Emerging market risk is on the rise and the dollar has undergone huge fluctuations. Let's tie this back to the origin.
President Nixon's Treasury Secretary, John Connally, famously told famously told a group of European finance ministers worried about the export of American inflation that the “dollar is our currency, but your problem.”
On August 15, 1971, in what's known as Nixon Shock, president Nixon directed Treasury Secretary Connally to suspend, with certain exceptions, the convertibility of the dollar into gold or other reserve assets, ordering the gold window to be closed such that foreign governments could no longer exchange their dollars for gold.
The immediate result was a prolonged period of “stagflation” defined as rising inflation accompanied by recession.
Nixon Shock unleashed enormous speculation against the dollar. It forced Japan's central bank to intervene significantly in the foreign exchange market to prevent the yen from increasing in value. Still, this large-scale intervention by Japan's central bank could not prevent the depreciation of US dollar against the yen. France was willing to allow the dollar to depreciate against the franc, but not allow the franc to appreciate against gold. In 2011, Paul Volcker expressed regret over the abandonment of Bretton Woods: “Nobody's in charge,” Volcker said. “The Europeans couldn't live with the uncertainty and made their own currency and now that's in trouble.”
Unrestrained by trade concerns, and gold outflows, central banks could and let money supply growth run rampant.
Credit exploded, and a series of economic bubbles began, each with a bigger amplitude than the one that preceded it.
Bubbles of Increasing Amplitude
Powell's Self-Serving Whitewash Warning
On May 8, Jerome Powell, chairman of the U.S. Federal Reserve, Warned Against Overstating Impact of Fed Policy on Global Financial Conditions.

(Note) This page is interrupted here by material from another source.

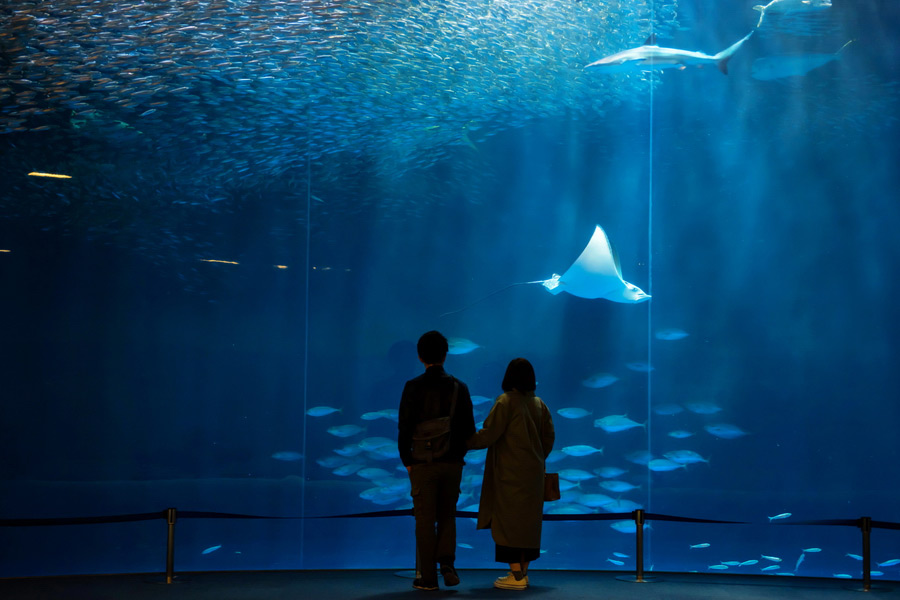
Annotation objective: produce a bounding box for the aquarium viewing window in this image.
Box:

Our subject is the relationship between “center country” monetary policy and global financial conditions, and the policy implications of that relationship both for the center country and for other countries affected.
The well-known Mundell-Fleming “trilemma” states that it is not possible to have all three of the following things: free capital mobility, a fixed exchange rate, and the ability to pursue an independent monetary policy. The trilemma does not say that a flexible exchange rate will always fully insulate domestic economic conditions from external shocks. And, indeed, that is not the case. We have seen that integration of global capital markets can make for difficult tradeoffs for some economies, whether they have fixed or floating exchange rate regimes.